Quite often, flower growers are faced with a problem when their amaryllis does not bloom, but, although looking healthy and developing normally, only produces leaves. The main reason that the plant does not form flower stalks is improper care and unsuitable conditions.
It is important to familiarize yourself with common mistakes that lead to lack of flowering and how to correct them:
Cause | Solution |
Bad light | Move the crop to a brighter area. An excellent choice would be eastern or western window sills. |
Lack of nutrients in the soil | Do not forget to feed the soil with liquid fertilizers for bulbous ornamental crops. |
Dense soil that prevents normal root growth | Transplant the bulb into a looser earthen substrate. |
Low room temperature, which inhibits crop growth | Keep the flower in a room where the air temperature does not fall below 20 °C. |
A small pot, the entire space of which was filled with bulbous children. | Plant the young bulbs in separate containers. |
The onion was not provided with rest | Allow the bulb to rest by placing it in a cool, dark place. |
The bulb is too deep in the soil | Replant the bulb, following all planting rules. |
The plant is affected by diseases or pests | Regularly inspect the crop for diseases and pests. |
Answers on questions
Many gardeners often have questions about flower care. Let's try to answer the most frequently asked questions.
Why doesn't it bloom, but only produces leaves?

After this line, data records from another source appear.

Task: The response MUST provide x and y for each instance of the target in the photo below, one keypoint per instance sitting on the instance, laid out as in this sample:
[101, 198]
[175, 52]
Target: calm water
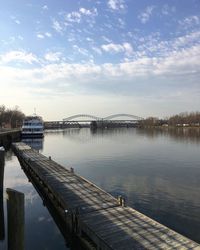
[157, 171]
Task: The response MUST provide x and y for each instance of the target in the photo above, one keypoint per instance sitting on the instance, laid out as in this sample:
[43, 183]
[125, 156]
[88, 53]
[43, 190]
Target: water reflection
[2, 228]
[156, 170]
[191, 135]
[35, 143]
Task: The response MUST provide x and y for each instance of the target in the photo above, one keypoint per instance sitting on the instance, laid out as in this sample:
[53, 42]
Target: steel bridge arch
[81, 116]
[110, 117]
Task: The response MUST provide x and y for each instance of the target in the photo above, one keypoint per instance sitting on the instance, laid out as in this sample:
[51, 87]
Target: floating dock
[93, 215]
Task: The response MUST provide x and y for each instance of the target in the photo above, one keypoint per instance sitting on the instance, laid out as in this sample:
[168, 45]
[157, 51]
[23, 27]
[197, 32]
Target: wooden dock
[91, 213]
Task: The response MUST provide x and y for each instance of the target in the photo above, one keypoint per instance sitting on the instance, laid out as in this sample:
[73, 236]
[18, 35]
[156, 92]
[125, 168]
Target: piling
[15, 218]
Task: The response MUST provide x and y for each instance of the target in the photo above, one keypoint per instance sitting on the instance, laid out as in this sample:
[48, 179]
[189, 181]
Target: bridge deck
[92, 212]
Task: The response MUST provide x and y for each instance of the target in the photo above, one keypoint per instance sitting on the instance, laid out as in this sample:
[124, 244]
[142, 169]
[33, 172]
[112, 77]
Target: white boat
[33, 126]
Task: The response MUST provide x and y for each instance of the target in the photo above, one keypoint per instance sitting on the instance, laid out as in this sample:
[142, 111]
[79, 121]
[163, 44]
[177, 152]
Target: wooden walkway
[93, 214]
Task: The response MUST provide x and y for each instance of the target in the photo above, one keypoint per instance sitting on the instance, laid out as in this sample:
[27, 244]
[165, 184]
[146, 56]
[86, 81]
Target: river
[156, 170]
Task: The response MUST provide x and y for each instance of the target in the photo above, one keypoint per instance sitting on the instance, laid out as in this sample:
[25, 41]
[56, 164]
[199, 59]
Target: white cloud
[48, 34]
[97, 50]
[178, 63]
[106, 39]
[18, 56]
[43, 35]
[56, 26]
[53, 56]
[145, 16]
[17, 21]
[76, 16]
[116, 4]
[190, 21]
[117, 48]
[45, 7]
[167, 10]
[40, 36]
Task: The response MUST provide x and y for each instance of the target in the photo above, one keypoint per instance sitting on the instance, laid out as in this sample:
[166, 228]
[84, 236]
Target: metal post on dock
[15, 217]
[2, 226]
[121, 201]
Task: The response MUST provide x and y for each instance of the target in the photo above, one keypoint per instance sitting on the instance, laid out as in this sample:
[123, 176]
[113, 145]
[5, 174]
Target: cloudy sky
[100, 57]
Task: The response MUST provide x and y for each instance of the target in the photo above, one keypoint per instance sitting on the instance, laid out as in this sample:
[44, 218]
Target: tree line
[182, 119]
[10, 117]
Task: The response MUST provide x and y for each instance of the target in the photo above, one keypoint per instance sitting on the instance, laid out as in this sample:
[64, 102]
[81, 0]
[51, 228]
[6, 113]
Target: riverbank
[7, 136]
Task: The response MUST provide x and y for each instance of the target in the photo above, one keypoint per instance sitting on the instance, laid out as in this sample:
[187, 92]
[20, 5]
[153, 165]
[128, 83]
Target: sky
[102, 57]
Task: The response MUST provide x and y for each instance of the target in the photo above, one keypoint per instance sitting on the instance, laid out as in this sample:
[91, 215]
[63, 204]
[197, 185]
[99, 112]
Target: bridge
[87, 120]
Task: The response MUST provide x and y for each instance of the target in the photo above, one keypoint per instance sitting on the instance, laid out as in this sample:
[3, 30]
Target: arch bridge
[110, 117]
[86, 120]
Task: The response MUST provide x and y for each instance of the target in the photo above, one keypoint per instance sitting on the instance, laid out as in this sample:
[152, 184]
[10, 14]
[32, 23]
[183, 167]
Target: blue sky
[100, 57]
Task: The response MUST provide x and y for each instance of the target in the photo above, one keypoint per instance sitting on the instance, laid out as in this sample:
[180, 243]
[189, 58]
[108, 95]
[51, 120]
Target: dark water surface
[157, 171]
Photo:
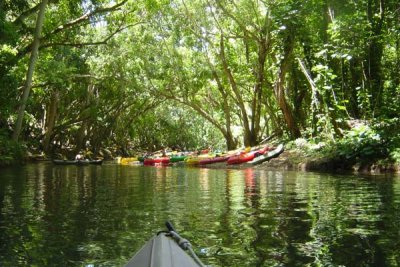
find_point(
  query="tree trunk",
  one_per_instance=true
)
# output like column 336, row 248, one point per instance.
column 279, row 87
column 31, row 68
column 50, row 120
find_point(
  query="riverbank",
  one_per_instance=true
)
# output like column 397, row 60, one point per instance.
column 297, row 160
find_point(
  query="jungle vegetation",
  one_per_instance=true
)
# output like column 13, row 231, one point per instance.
column 145, row 74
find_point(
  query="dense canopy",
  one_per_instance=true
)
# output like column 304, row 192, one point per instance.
column 148, row 74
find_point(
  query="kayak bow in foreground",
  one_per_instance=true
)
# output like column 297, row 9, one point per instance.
column 166, row 249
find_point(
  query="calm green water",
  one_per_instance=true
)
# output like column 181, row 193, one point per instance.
column 100, row 215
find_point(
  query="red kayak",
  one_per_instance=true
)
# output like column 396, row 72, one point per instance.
column 242, row 158
column 156, row 161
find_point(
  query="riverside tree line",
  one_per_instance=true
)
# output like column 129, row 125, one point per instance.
column 153, row 73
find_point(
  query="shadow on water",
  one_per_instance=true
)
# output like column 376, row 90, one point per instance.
column 100, row 215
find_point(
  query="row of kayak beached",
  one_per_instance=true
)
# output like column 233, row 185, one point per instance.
column 248, row 156
column 78, row 162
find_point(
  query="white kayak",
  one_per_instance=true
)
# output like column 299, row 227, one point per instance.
column 163, row 251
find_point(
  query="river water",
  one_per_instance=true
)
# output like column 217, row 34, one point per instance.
column 100, row 215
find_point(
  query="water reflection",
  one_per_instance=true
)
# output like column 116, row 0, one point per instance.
column 99, row 215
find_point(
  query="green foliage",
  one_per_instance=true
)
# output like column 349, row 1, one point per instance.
column 361, row 144
column 10, row 151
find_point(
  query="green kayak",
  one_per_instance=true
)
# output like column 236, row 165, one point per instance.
column 163, row 251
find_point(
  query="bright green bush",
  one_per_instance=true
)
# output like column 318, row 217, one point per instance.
column 361, row 143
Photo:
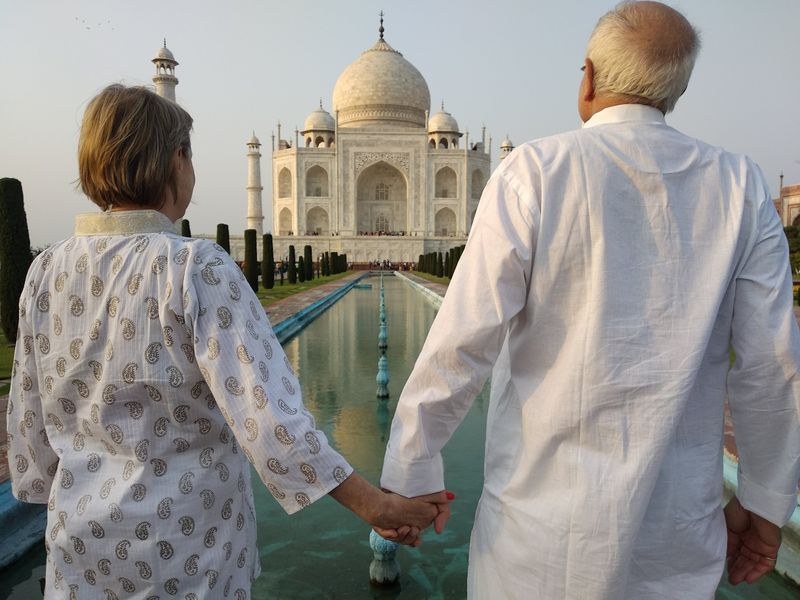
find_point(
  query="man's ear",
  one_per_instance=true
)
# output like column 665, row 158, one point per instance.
column 587, row 88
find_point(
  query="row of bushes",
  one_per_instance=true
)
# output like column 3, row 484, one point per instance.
column 435, row 263
column 295, row 268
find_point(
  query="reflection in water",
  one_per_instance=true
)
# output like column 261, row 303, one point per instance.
column 323, row 552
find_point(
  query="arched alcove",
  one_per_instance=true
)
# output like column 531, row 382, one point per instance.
column 445, row 222
column 477, row 184
column 382, row 200
column 317, row 221
column 285, row 183
column 446, row 183
column 316, row 182
column 285, row 222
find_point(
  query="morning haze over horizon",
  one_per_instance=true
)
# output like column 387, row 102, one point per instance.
column 245, row 66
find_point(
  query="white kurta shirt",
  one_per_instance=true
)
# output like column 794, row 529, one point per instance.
column 145, row 376
column 608, row 272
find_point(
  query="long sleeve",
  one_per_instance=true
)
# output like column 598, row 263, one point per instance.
column 764, row 385
column 255, row 388
column 488, row 289
column 33, row 462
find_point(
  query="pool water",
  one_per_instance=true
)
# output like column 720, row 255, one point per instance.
column 322, row 552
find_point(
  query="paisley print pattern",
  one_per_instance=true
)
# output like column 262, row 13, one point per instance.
column 160, row 363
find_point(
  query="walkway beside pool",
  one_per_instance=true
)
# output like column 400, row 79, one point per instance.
column 289, row 315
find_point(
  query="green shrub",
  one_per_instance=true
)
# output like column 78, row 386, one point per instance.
column 15, row 254
column 292, row 272
column 267, row 262
column 251, row 258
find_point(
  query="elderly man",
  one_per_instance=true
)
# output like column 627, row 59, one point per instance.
column 608, row 274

There may be several reasons:
- a baby was planted that blooms only after 3 years;
- too spacious pot or deep planting;
- the rest period is not observed;
- watering the flower before the arrow has grown to 10 cm;
- improper watering, light or temperature conditions;
- lack of nutrition.
What to do with the bulb after flowering?
If there is a need, it can be transplanted. Continue care until the leaves wither.
What to do with the arrow after flowering?
When it begins to wither, it is cut off.
Is it possible to replant a flowering one after purchase?
It is better to wait until flowering ends. The soil of the purchased flower does not absorb moisture well, so you need to pay special attention to watering.